Usage and Scripted Queries
Important: Please allow the script a few seconds to run. Non-P1 input cells will cause Phenix to run to derive the proper P1 unit cell. This takes a few extra seconds. On this note, exotic alternate space groups not supported by Phenix will probably not work. The software is able to cope with some of these cases (list coming soon).
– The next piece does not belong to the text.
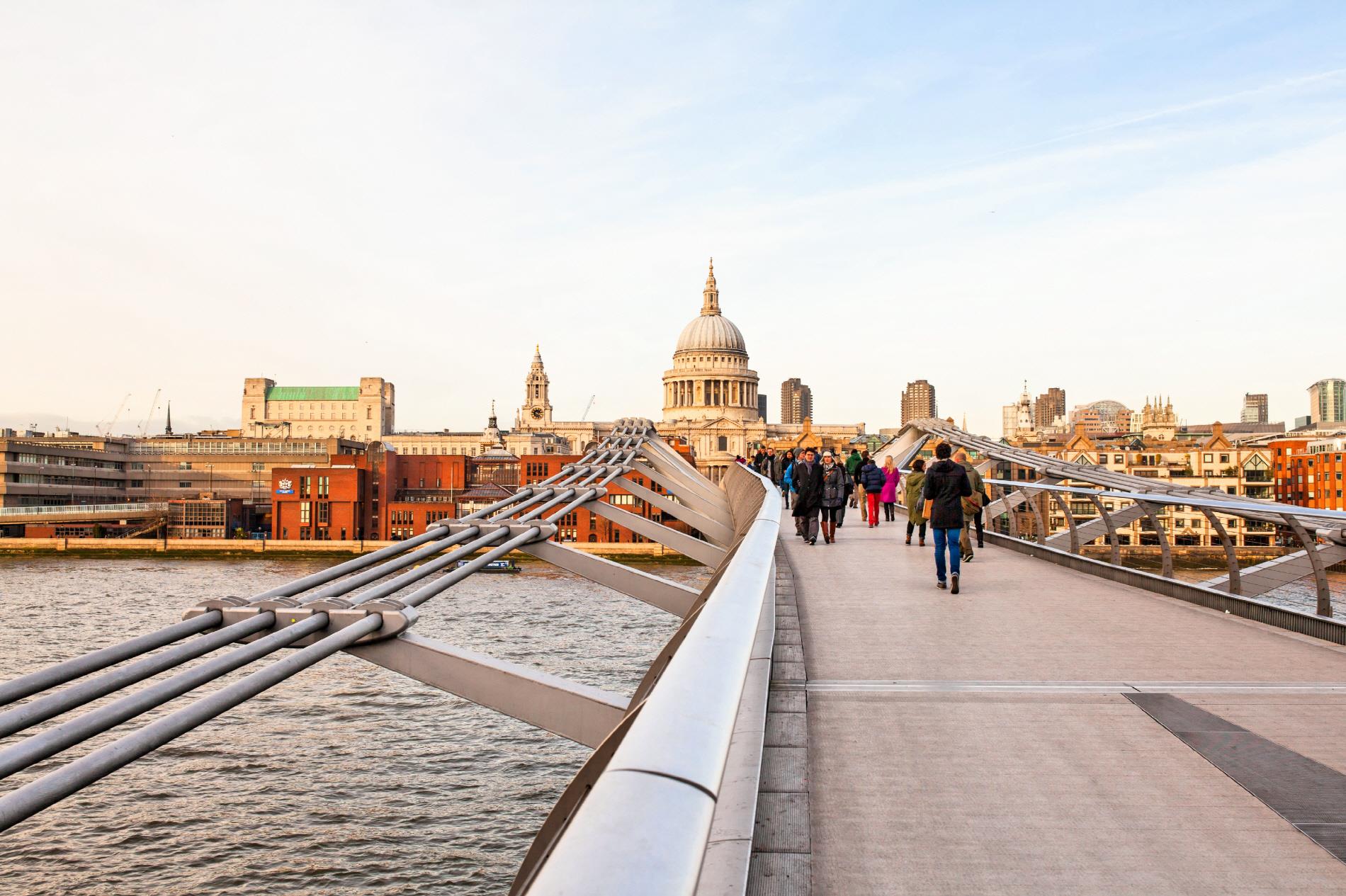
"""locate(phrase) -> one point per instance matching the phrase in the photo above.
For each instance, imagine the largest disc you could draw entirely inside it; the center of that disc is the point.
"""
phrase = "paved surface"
(982, 743)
Unit cells should be provided in the order of a,b,c,alpha,beta,gamma and should be comma-separated or space-separated:
e.g. 345 345 345 90 90 90
Letters in space groups can be capitalized or lowercase (they will be converted to capitals internally), and may contain spaces (which will be removed automatically):
e.g. P212121 or i 2 3
If you wish to invoke this script through your own code via HTTP GET, please formulate your URLs strictly according to the following examples (i.e. commas between unit-cell parameters and no spaces throughout):
Example (Working link): http://www.strubi.ox.ac.uk/nearest-cell/nearest-cell.cgi?unit-cell=24,24,24,90,90,90&space-group=R3:R
Another example (automatically assumes space group is P1): http://www.strubi.ox.ac.uk/nearest-cell/nearest-cell.cgi?unit-cell=141.8,116.7,66.4,90,90,90
Citation and Publication
Please cite the following paper if you use Nearest-cell:
Ramraj, V., Evans, G., Diprose, J. M. & Esnouf, R. M. (2012). Acta Cryst. D68, 1697-1700.
- BASH shell
- A recent build of Phenix (with sourced phenix environment variables)
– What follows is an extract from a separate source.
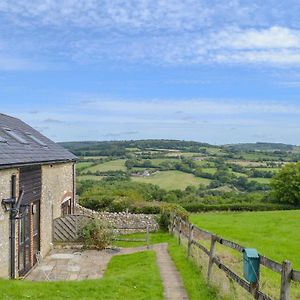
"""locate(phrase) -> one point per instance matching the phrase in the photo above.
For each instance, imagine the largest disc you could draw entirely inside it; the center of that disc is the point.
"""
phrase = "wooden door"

- Python (>= 2.7) (in addition to Phenix' bundled Python)
- GNU command line utilities (grep, zcat, gzip etc.)
- libpq, libpqxx (Postgres C, C++ libraries respectively)
- libxml2 (XML parsing)
- libexpat (XML parsing)
- gcc, g++, gfortran (>= 4.3) (f77 WILL NOT WORK)
- GNU autotools (autoconf, automake, libtool, m4)
This program is FREE SOFTWARE and is licensed under the GNU GPL v3.
This software was developed by Varun Ramraj, Robert Esnouf and Jonathan Diprose at the Division of Structural Biology, University of Oxford.